The Dictionary of Politics, edited by Bobbio, Matteucci and Pasquino, published in 1976, did not contain an entry on “citizenship.” At the time it was a consequence of the existence of the state. It was only in the 1990s that scholars began to elaborate on the idea. In the interim, what had changed? The new political climate raised questions about the role of citizens and the very meaning of citizenship, highlighting the fact that citizenship is not an accidental, but an essential feature of the democratic state. Attempts at definition highlight the complexity of the concept, oscillating as they do from a legal conception, based on prerogatives and obligations, to a broad and generic one that includes different principles for inclusion, to the point of emptying the word of meaning.
A new book, Cittadinanza (Citizenship), by Giovanni Moro, embodies an important piece of research, the result of fifteen years of teaching at the Department of Political Science at Rome’s La Sapienza University. Moro proposes, in an almost didactic style, the essential elements of the paradigm of “democratic citizenship” geared toward academics and the public interested in themes connected to democracy. Dense and yet accessible , the study is a reflection on the actual use of this concept, confronting its genesis, its unresolved complexities, and its challenges.

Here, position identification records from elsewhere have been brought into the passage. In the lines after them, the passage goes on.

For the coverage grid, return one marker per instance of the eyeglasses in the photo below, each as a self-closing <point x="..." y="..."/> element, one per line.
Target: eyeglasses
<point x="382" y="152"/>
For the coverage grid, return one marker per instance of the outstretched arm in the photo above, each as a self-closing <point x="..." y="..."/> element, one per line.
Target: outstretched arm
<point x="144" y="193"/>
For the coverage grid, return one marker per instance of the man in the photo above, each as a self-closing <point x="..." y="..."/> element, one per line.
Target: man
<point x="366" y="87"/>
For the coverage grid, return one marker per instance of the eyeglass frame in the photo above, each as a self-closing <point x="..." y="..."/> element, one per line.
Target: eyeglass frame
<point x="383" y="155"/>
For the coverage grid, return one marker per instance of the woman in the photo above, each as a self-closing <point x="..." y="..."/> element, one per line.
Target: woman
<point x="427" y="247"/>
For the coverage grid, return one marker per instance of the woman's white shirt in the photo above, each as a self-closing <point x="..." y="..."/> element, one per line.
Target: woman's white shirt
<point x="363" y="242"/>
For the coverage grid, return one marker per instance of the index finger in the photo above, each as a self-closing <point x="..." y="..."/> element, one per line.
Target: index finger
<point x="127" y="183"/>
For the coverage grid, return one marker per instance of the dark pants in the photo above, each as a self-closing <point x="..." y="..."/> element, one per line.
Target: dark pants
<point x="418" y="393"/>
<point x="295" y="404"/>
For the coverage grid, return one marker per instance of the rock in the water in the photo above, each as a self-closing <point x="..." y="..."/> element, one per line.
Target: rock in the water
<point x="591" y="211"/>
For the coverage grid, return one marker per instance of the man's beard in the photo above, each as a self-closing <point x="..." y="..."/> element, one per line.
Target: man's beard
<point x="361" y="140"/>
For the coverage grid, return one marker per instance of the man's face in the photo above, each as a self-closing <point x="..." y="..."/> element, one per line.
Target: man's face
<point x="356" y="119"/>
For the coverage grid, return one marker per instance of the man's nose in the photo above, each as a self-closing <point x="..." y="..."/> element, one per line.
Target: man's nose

Written in the summer of 2019 and published at the beginning of the pandemic, the book has elements which are prophetic and evocative at the same time. Prophetic, because the pandemic highlighted many issues related to citizenship: the issue of individual freedoms, the involvement of citizens in decisions during a prolonged period of emergency, their sense of belonging, their exercising duties and rights. Alongside these, the formation of a European citizenship and the integration of immigrants make citizenship a litmus test for a valid understanding of the challenges of recent decades.